John Banville: Books that changed my life
1st Jan 2015 Meet the Author
John Banville is the Irish author of 16 novels, including The Sea, which won the 2005 Man Booker Prize. He’s also the recipient of the Franz Kafka Prize. These are the books that shaped his life.
The Catholic Church Catechism
I won’t claim to be glad of the change the Catechism wrought in me, from heedless little savage to cowed Christian, but it was certainly momentous. The Catechism has the lowdown on everything.
Some confusion was inevitable, for a child first introduced to these mysteries at the age of seven. For instance, I thought for a long time that adultery was so-called because only adults do it. However the priests were always on hand to explain all.

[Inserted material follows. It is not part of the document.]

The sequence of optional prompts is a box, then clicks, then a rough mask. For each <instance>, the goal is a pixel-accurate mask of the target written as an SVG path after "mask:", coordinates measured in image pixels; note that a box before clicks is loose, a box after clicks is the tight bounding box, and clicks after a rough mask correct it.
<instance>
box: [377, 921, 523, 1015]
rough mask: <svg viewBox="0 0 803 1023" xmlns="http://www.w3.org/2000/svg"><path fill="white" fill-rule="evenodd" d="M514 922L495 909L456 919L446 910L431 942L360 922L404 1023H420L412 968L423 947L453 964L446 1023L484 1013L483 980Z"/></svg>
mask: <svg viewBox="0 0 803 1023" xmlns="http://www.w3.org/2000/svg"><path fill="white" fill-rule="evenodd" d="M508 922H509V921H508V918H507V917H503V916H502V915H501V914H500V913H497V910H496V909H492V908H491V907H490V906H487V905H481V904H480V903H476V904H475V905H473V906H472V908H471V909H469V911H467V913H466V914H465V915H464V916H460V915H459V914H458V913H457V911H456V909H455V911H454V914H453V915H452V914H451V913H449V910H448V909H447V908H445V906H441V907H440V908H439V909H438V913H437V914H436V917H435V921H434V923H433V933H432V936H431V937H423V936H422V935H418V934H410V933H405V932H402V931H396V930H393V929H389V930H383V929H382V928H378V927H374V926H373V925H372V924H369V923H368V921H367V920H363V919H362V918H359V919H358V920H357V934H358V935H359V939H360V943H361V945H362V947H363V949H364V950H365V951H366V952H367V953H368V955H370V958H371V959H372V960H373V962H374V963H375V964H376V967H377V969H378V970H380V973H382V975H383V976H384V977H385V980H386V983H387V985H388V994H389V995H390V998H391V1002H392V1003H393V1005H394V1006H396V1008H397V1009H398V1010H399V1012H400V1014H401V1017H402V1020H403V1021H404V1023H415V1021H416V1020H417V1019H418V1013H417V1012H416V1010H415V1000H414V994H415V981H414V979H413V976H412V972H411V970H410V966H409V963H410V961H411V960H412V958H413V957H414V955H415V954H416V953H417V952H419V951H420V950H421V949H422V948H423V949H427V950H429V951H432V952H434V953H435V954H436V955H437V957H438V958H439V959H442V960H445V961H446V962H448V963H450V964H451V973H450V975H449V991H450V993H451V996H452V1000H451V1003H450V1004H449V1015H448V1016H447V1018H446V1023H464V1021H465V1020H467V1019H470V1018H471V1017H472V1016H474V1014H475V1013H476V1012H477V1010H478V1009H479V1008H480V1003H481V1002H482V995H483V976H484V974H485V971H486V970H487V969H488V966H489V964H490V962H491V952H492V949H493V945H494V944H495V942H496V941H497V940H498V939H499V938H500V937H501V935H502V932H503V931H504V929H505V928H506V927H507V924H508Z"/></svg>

If only it could all have been true…
Dunio Elegies
By Rainer Maria Rilke
I read the Elegies first in the early 1970s, in the old Leishman-Spender translations. At once my notions of what poetry is and, more significantly, what poetry can do, were transformed.
The first line of the First Elegy, “Who, if I cried, would hear me among the angelic orders?”, was a clarion for me as an artist and, at a deeper level, as a human being.
The Portrait of a Lady
By Henry James
If Rilke altered my view of poetry, this marvellous novel transformed entirely my conception of the novelist’s calling.
I read The Portrait in 1973, when I was staying near the church of Santa Maria Novella in Florence, close by where James himself had lodged when he was writing the book. At once I understood that the novel was a form in which one could make works of art.
James took the Victorian novel, loose and baggy monster that it was, and made of it something new and transcendent.